4. eBPF — building and loading real BPF objects

ebpf-kernel-matrix — boots real LTS kernels (5.15 and 6.6) in QEMU (via vimto) and actually loads + attaches the BPF programs (tracepoint + uprobes, one flush cycle). One matrix entry raises kernel lockdown to INTEGRITY inside the VM and proves load+attach still works on a hardened kernel. amd64 runs under KVM; the arm64 runner has no /dev/kvm, so it compiles + digest-verifies the arm64 objects but skips the (too-slow emulated) boot.
ebpf-image-live — the shipped probectl-ebpf-agent image must carry the live CO-RE loader (built from Dockerfile.ebpf, asserting -tags=ebpf), not the fixture replayer.

5. Real-infrastructure suites — spin up actual Postgres / Kafka / ClickHouse

cross-tenant-isolation — the tenant-isolation non-negotiable, executed (make test-isolation): RLS posture + cross-tenant injection against a real Postgres (over TLS, sslmode=verify-full like production) and a real ClickHouse (including its row-policy DDL).
integration — boots the control plane against real Postgres (TLS, verify-full) plus a remote-write Prometheus; migrations are idempotent, /readyz passes, the result pipeline round-trips — and internal/store must hold its 60% integration-coverage floor.
perf-smoke — a cheap, repeatable latency/throughput baseline; the first place a pooled-cardinality or RLS-cost regression would surface.
backup-drill — backup → wipe → restore actually runs; nonce-marked rows must survive a full database drop.
failover-drill — kills the primary, promotes the streaming standby, and times RTO (first write on the new primary) / RPO (acked rows lost).
load-smoke — synthetic agents → real Kafka → the production consumer (retry/DLQ + cardinality caps) → Prometheus remote-write → tenant-scoped PromQL, end to end.

6. AI quality

rca-eval — a blocking evaluation of the AI root-cause analysis against fixtures, with quality floors (0.85 / 0.85). If RCA quality regresses, the build fails — the AI is held to a measured bar, not just "it compiled."
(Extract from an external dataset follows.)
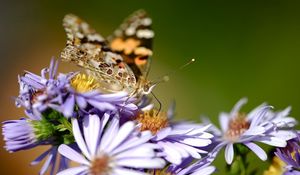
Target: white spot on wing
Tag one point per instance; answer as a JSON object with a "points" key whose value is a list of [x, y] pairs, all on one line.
{"points": [[130, 31], [146, 22]]}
7. Deploy / packaging config

helm-gate — the Helm charts lint for every reference profile and uphold the secure-by-default invariants (non-root/read-only pod, NetworkPolicy/PDB/HPA, drain probe, HSTS, no default credentials); the rendered manifests are schema-validated with kubeconform, the GitOps (ArgoCD/Flux) manifests are checked, and the shipped compose file must pass docker compose config.
terraform-gate — the Terraform module is fmt-clean and terraform validates via an example root that consumes it.

8. Supply chain & artifacts

dependency-scan — vulnerability scan of the dependency graph.
build-images — builds the multi-arch container images.
image-scan — scans those built images for known vulnerabilities.
sbom — emits a software bill of materials for the build.

9. The umbrella

verify-all — depends on the gates above, writes verify-all-summary.json as a receipt, and goes red listing any gate that wasn't green. This is the single signal of overall pipeline health.

What a green pipeline proves

When verify-all is green for a commit, you've demonstrated — on that exact commit — that the code:

compiles and passes lint in every mode (normal, FIPS, eBPF);
passes unit, real-Postgres, real-ClickHouse, and real-Kafka tests;
keeps tenants isolated at the storage layer (RLS, enforced and tested);
ships container images that scan clean, with an SBOM and SHA-pinned actions;
didn't drift its API spec, protobufs, or migrations, and keeps zero-downtime upgrade compatibility;
holds the AI's root-cause quality above its floor;
survives a backup/restore and a primary failover.

That is a heavier pipeline than most projects run — closer to what a regulated enterprise expects — which matches where probectl is aimed (sovereign, multi-tenant, source-available).

What the pipeline cannot self-apply

Branch-protection enforcement (making GitHub refuse to merge a red PR) is a server-side repository setting, not something a workflow in the tree can turn on. Until an admin configures it, every check above is advisory at the merge button — the recommended ruleset (require verify-all, plus the four jobs outside its roll-up) and the one-time console steps are in docs/ops/branch-protection.md. The release path has its own independent backstop either way: release.yml refuses to publish a tag whose commit lacks a green ci run.